Quantitative Lignin Measurements Acetyl bromide-soluble lignin (ABSL) assays were carried out essentially as described in Wagner et al., (2007) with the exception that powdered, freeze dried stem material was extracted with 4:1 ethanol:water (40 ml g-1) and 2:1 chloroform:methanol (40 ml g-1) according to Hatfield et al. (1999) prior to analysis. Acid-insoluble Klason lignin in extracted (see above) wood samples was determined by the method of Effland (1977). Acid-soluble lignin was determined as described by Dence (1992).
Quantification of Neutral Sugars The neutral sugar content in stem material from two-year-old transgenic plants and nontransformed controls was determined as described (Pettersen et al., 1991).
Pyrolysis-GC/MS Pyrolysis-GC/MS was essentially carried out as described in Möller et al., (2003) with the exception that powdered and freeze-dried stem material was extracted as described in Hatfield et al. (1999) prior to pyrolysis experiments. Pyrolysis products were separated on a Zebron ZBWAXplus column (30 m, 0.25 mm I.D., 0.25 μm film thickness; Phenomenex, Torrance, CA, USA), which produces superior signals for polysaccharide- and flavonoid-derived pyrolysis products. Pyrolysis products were identified by using mass spectra of lignin and polysaccharidederived pyrolysis products (Faix et al., 1990, 1991a, 1991b; Ralph & Hatfield, 1991).

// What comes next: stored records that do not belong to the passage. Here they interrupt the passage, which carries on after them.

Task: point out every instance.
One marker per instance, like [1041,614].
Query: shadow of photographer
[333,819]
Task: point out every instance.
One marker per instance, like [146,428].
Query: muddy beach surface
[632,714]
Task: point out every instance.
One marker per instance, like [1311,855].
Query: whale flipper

NMR Spectroscopy Preparation of whole-cell-wall and cellulolytic enzyme lignin (CEL) samples for NMR was as described previously (Lu et al., 2003; Wagner et al., 2007), as were the NMR methods, with the exception that soft-180-adiabatic-pulse variants of the HSQC experiments (Kupče et al., 2007) were used (Bruker pulse program hsqcetgpsisp.2). Such experiments are less sensitive to differences in 1bond 13C–1H coupling constants and the response over the entire spectral range is more uniform, suggesting that improved quantification should result.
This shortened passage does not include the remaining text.